A lab leak in the Chinese city of Wuhan is thought to be the most likely origin of Covid-19 because an animal host has not been found after two years of searching, top scientists believe.
Alina Chan, a specialist in gene therapy and cell engineering at MIT and Harvard, said there was also a risk that Covid-19 was engineered in China, Metro UK reported.
She went on to say she believed that the virus could even have been engineered.
“We have heard from many top virologists that a genetically engineered origin is reasonable and that includes virologists who made modifications to the first Sars virus,” she said.
The 33-year-old has co-written a book with British science writer Matt Ridley about the origins of Sars-CoV-2, the virus behind the pandemic.
The pair gave an update to UK MPs at the Science and Technology Select Committee.

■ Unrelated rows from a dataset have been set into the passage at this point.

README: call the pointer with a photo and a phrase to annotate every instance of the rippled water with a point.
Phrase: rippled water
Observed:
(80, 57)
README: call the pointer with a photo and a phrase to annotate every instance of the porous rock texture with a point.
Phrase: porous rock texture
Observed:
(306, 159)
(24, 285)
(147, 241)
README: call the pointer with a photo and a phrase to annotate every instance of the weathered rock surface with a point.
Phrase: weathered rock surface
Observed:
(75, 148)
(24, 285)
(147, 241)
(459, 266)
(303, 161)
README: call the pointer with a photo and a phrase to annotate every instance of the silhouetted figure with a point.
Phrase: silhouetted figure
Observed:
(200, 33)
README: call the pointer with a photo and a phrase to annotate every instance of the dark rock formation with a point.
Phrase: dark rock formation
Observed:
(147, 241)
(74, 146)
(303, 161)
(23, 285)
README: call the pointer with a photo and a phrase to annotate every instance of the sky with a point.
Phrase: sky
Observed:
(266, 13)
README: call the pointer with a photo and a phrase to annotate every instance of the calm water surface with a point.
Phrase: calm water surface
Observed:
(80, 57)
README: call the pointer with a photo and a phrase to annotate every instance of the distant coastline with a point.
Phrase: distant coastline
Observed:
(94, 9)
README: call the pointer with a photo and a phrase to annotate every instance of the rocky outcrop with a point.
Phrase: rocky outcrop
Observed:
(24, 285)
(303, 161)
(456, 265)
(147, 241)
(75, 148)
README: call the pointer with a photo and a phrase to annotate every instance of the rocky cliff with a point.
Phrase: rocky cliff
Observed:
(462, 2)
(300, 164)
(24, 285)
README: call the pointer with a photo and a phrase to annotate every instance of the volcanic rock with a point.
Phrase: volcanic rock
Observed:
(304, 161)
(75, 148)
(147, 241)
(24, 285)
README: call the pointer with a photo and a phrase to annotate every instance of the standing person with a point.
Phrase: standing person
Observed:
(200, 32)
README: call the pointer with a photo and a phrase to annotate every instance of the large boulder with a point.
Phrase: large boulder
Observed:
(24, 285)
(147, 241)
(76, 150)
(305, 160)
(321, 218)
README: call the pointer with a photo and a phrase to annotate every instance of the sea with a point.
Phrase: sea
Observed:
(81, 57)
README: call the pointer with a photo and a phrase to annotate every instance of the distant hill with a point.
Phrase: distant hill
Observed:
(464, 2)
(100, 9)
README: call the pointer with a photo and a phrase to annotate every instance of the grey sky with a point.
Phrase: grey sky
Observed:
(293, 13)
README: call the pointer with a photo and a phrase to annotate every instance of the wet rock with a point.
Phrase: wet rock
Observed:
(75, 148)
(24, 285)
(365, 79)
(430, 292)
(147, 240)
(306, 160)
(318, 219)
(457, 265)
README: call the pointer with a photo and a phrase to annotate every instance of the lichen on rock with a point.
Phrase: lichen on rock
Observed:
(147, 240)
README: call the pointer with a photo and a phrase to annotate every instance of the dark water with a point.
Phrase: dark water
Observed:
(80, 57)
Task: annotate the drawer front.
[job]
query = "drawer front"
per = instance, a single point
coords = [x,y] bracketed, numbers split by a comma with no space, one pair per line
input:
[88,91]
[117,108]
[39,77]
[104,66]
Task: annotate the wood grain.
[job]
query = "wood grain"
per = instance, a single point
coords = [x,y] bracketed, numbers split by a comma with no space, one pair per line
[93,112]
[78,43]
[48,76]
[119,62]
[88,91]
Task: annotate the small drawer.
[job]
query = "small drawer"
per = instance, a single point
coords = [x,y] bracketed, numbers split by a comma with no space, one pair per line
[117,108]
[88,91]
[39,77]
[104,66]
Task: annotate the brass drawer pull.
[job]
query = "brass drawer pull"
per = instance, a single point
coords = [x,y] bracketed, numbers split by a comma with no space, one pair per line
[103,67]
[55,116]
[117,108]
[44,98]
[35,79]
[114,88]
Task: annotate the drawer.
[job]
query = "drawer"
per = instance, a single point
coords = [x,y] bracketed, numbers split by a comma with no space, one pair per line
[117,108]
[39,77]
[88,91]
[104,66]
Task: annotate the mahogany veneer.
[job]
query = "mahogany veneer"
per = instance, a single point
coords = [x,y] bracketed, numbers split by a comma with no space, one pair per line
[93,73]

Chan said: “I think the lab origin is more likely than a natural origin at this point. We all agree there was a critical event at the Wuhan seafood market, that was a super spreader event caused by humans, but there’s no evidence pointing to a natural animal origin of the virus at that market.”
China first confirmed human-to-human transmission of Covid-19 in January 2020, but the disease had been spreading for weeks at that point, the Metro UK report added.
Many observers originally suspected a wet market in Wuhan to be the source of the virus, which was believed to have jumped from animals, possibly bats or pangolins, to people.
Riley told MPs that it was “incredibly surprising” no animal host has been discovered after two years of searching.
‘We have to face the fact after two months we knew the origins of Sars, and after a couple of months we knew Mers was though through camels, but after two years we still haven’t found a single infected animal that could be the progenitor, and that’s incredibly surprising,” he said.
China has strongly denied the lab leak theory, but it has been criticised for its lack of transparency during investigations into the pandemic’s origins, said the Metro UK report.
Since early 2020, the pandemic has globally infected a total of 272,146,742 persons and killed 5,328,975 others, according to the latest figures by the Johns Hopkins University on Thursday.